This morning, I was doing a bit of advance planning for our dinner this evening. It’s Friday, which is traditionally homemade pizza night at our house, but tonight we were intending to use some left-over beef stew and transform it into a beef pot pie using a pie crust and some corn starch for thickening.
As I dug around in the cupboards and refrigerator to make sure we had everything on hand, I came across a few scary outdated items in the back of the refrigerator. They looked scary. They smelled scary. And, sadly, they headed right to the trash can.
One of the most disappointing things at our house is food that’s gone bad. It finds its way to the back of the refrigerator or cupboard and, eventually, gets too old to use. I look at such things with disappointment, as it’s good food simply going to waste.
Throwing away food – just like throwing away anything else – is a waste of resources. Our money and/our our time was invested in acquiring and preparing that food and simply throwing it away means that your time, money, and energy went to nothing. That’s a conclusion that doesn’t make anyone happy.
Of course, much like anything else, food can sometimes be recycled to a spectacular second use. Before you decide to toss out the food, give it a serious second look and ask yourself if the trash can is the best ultimate destination for it.

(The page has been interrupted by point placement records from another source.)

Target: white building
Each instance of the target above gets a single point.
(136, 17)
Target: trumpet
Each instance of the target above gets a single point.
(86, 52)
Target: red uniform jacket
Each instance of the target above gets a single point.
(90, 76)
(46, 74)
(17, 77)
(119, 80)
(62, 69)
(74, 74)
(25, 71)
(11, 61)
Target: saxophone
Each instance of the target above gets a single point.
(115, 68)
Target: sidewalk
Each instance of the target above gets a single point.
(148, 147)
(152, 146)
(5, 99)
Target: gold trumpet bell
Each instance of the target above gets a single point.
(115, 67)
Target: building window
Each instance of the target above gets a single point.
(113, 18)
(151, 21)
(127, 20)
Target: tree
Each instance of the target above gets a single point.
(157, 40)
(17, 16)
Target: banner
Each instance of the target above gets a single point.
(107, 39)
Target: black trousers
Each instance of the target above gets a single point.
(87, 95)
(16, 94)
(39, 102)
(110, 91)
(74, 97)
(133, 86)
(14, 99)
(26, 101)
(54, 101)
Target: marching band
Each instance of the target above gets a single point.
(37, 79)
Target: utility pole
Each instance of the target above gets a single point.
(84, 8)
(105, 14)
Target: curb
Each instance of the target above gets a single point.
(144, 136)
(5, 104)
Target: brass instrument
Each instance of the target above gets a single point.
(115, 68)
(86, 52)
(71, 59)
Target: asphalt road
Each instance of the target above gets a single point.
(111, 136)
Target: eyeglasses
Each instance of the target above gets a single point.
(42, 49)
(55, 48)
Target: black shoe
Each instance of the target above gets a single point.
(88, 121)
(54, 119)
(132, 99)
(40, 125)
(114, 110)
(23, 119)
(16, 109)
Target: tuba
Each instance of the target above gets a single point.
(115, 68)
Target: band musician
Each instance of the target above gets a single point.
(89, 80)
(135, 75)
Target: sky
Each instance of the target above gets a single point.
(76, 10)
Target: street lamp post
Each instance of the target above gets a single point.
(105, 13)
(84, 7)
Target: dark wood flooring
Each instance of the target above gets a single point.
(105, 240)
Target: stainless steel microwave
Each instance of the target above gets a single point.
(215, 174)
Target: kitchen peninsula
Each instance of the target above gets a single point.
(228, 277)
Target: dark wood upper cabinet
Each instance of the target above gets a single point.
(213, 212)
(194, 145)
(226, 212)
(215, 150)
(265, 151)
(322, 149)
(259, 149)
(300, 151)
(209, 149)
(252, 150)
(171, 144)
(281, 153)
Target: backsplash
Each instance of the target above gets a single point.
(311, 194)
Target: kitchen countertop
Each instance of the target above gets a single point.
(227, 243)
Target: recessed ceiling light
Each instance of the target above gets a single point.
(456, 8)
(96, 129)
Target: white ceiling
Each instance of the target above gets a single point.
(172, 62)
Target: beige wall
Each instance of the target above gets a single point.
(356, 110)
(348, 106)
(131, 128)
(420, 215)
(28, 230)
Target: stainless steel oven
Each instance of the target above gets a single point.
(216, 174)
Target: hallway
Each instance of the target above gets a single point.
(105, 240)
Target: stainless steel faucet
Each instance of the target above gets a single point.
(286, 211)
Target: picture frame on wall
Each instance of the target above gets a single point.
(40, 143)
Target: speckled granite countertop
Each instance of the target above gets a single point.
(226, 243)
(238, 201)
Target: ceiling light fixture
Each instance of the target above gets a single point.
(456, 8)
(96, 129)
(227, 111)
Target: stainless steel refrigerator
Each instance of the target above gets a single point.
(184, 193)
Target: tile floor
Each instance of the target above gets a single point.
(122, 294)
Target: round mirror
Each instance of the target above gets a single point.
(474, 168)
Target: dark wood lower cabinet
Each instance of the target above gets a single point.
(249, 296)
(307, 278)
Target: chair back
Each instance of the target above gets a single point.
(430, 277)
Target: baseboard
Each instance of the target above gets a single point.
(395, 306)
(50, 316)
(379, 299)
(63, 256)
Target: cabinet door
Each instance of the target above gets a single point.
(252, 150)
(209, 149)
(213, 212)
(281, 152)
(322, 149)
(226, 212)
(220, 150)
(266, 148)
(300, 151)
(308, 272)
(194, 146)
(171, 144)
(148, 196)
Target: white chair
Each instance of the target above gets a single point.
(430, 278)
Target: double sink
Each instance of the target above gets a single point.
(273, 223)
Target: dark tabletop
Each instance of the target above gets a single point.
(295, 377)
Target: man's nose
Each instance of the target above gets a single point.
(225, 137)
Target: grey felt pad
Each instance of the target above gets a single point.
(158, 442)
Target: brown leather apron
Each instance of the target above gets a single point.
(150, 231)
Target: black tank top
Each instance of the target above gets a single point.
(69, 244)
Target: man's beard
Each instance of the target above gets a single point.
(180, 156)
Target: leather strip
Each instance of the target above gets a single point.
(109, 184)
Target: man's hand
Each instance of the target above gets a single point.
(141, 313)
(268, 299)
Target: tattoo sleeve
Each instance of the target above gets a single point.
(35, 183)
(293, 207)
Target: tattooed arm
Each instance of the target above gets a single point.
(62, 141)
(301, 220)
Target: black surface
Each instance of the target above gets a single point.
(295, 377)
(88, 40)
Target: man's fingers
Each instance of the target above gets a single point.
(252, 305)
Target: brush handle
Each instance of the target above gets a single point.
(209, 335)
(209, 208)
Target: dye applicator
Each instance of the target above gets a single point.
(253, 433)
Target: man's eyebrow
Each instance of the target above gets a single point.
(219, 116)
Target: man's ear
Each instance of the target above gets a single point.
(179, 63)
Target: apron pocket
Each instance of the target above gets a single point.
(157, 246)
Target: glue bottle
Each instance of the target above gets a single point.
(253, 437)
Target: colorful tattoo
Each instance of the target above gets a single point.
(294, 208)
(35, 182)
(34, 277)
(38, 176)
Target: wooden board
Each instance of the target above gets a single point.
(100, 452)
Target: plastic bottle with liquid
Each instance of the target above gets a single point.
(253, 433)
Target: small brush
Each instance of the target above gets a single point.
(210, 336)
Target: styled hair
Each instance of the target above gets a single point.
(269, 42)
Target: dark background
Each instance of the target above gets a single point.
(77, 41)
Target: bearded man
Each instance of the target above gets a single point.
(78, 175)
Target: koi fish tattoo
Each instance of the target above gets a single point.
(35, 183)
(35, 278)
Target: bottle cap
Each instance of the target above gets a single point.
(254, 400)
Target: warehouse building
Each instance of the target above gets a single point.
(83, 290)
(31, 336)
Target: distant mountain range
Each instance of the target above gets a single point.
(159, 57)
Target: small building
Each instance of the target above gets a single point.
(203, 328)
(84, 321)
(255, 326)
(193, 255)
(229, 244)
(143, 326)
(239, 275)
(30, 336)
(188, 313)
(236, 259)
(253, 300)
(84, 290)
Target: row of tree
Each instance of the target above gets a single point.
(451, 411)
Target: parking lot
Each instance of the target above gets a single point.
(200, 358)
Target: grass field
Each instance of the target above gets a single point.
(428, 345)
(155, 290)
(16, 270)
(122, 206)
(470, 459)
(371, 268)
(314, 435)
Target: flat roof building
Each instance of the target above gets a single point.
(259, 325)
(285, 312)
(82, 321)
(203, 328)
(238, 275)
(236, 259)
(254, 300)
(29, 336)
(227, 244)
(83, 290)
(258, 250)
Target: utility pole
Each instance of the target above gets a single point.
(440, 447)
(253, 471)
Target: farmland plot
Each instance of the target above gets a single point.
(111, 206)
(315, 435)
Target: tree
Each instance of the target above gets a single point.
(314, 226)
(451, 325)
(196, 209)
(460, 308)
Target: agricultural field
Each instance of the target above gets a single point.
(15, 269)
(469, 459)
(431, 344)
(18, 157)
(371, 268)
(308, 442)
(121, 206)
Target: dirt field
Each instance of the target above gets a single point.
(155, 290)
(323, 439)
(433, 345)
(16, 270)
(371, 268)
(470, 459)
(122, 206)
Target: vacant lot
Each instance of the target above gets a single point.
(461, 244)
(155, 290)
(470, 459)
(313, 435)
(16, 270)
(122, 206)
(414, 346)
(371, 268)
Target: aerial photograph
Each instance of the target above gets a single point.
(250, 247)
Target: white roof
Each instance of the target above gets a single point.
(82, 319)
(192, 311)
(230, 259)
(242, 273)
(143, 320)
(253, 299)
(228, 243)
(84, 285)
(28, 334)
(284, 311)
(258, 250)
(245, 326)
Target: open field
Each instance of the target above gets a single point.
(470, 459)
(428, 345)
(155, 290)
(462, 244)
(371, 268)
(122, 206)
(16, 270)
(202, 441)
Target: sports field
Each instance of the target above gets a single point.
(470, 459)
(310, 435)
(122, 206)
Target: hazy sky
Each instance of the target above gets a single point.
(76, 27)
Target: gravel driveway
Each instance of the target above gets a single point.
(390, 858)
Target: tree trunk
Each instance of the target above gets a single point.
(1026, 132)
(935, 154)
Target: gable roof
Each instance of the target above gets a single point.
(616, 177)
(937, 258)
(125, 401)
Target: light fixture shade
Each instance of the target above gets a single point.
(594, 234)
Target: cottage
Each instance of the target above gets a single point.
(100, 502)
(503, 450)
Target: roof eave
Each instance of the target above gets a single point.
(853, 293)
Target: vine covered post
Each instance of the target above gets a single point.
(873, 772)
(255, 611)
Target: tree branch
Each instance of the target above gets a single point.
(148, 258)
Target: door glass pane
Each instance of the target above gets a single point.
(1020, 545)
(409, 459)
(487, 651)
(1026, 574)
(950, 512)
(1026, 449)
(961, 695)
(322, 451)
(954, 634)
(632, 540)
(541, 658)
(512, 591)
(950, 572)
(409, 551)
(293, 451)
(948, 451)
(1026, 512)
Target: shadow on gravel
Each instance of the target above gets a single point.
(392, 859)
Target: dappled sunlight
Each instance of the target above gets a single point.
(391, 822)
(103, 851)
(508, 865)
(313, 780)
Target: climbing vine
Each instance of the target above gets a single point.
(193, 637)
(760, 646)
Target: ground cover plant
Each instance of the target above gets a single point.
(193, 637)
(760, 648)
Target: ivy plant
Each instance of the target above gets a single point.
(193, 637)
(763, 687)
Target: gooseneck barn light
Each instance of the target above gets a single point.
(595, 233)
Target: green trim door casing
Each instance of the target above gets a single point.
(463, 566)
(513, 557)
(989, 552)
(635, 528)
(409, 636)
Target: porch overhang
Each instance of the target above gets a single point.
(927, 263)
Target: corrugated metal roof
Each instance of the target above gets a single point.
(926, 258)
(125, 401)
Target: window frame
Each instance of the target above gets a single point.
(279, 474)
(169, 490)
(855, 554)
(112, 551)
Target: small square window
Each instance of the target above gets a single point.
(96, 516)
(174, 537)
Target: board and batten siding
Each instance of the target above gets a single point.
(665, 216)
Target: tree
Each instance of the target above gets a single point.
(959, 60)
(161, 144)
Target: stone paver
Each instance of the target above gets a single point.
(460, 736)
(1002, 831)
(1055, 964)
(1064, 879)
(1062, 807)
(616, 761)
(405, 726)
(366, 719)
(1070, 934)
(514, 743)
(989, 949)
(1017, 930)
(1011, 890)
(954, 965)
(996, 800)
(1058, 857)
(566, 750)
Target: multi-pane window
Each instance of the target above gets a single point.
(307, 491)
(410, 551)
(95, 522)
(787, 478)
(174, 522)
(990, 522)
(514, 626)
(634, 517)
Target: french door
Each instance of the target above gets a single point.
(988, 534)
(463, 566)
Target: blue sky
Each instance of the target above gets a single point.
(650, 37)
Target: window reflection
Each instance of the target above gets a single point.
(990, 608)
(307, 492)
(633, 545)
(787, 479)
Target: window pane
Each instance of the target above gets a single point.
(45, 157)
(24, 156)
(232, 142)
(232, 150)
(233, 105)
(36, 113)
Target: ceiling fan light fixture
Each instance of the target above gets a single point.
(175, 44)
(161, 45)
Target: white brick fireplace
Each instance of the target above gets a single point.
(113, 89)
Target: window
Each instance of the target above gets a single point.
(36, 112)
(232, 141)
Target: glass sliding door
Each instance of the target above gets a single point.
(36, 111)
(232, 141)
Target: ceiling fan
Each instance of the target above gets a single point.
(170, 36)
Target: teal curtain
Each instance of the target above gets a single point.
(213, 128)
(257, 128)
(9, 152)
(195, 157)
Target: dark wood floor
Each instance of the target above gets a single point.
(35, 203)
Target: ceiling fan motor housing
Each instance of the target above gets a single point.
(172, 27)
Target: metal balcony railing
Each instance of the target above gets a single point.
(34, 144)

Quite often, the food really is bad and needs to be discarded. If something is moldy, I don’t mess with it (well, excepting certain kinds of cheeses, of course – blue cheese is all about the mold). If something has a smell that indicates that it’s gone wrong, I’ll just toss it. If it’s opened and past the date, I’ll almost always toss it immediately.
Sometimes, though, food that I’ll pass on in its current form has value if it’s used in another context. Here are some examples.
Stale bread If you have stale bread that’s gone dry and hard, get out the grater and grate it into bread crumbs, then save those crumbs in a jar. After all, this is exactly what bread crumbs are. Bread crumbs make a fantastic breading for fish, chicken, and vegetables, helping to seal in the moisture and flavor while making a crunchy outer shell.
Old fruits As long as they’re not genuinely rotting, most over-ripe fruits can easily be turned into an excellent bread. One great example of this is banana bread, which just requires a loaf pan, a spoon, some over-ripe bananas, a bit of butter, sugar, an egg, vanilla, baking soda, and flour. Just mix them in a bowl with a spoon until it’s consistent and put it in a loaf pan. You can make something very similar with many overripe fruits – I’ve made strawberry bread, pineapple bread, and zucchini bread and all were good (we just tend to eat a lot of bananas, so banana bread is a regular thing).
Old vegetables I save these in a small box in the freezer. When I have a full box, I’ll use the vegetables to make a vegetable soup. I’ll just put all the vegetables into the crock pot, add water until it’s got about half an inch of liquid over the top of the vegetables, and then season the whole thing like crazy. It makes for a pretty good – and pretty healthy – meal.
Another old vegetable and fruit tactic Add them to a compost bin. If you don’t have one, ask around, particularly among your gardening-oriented friends. It’s far better to return the leftover materials to the earth than to put them in the trash and watch them head to a landfill. You can use coffee grounds and eggshells in a similar fashion.
Here’s the real message: don’t look at old food as something to immediately be thrown out. Sometimes, it’s a resource that can be used in future meals. It’s far less wasteful to approach things in this fashion, which means that you’re not only conserving your own resources, time, and money, but you’re also sparing the earth.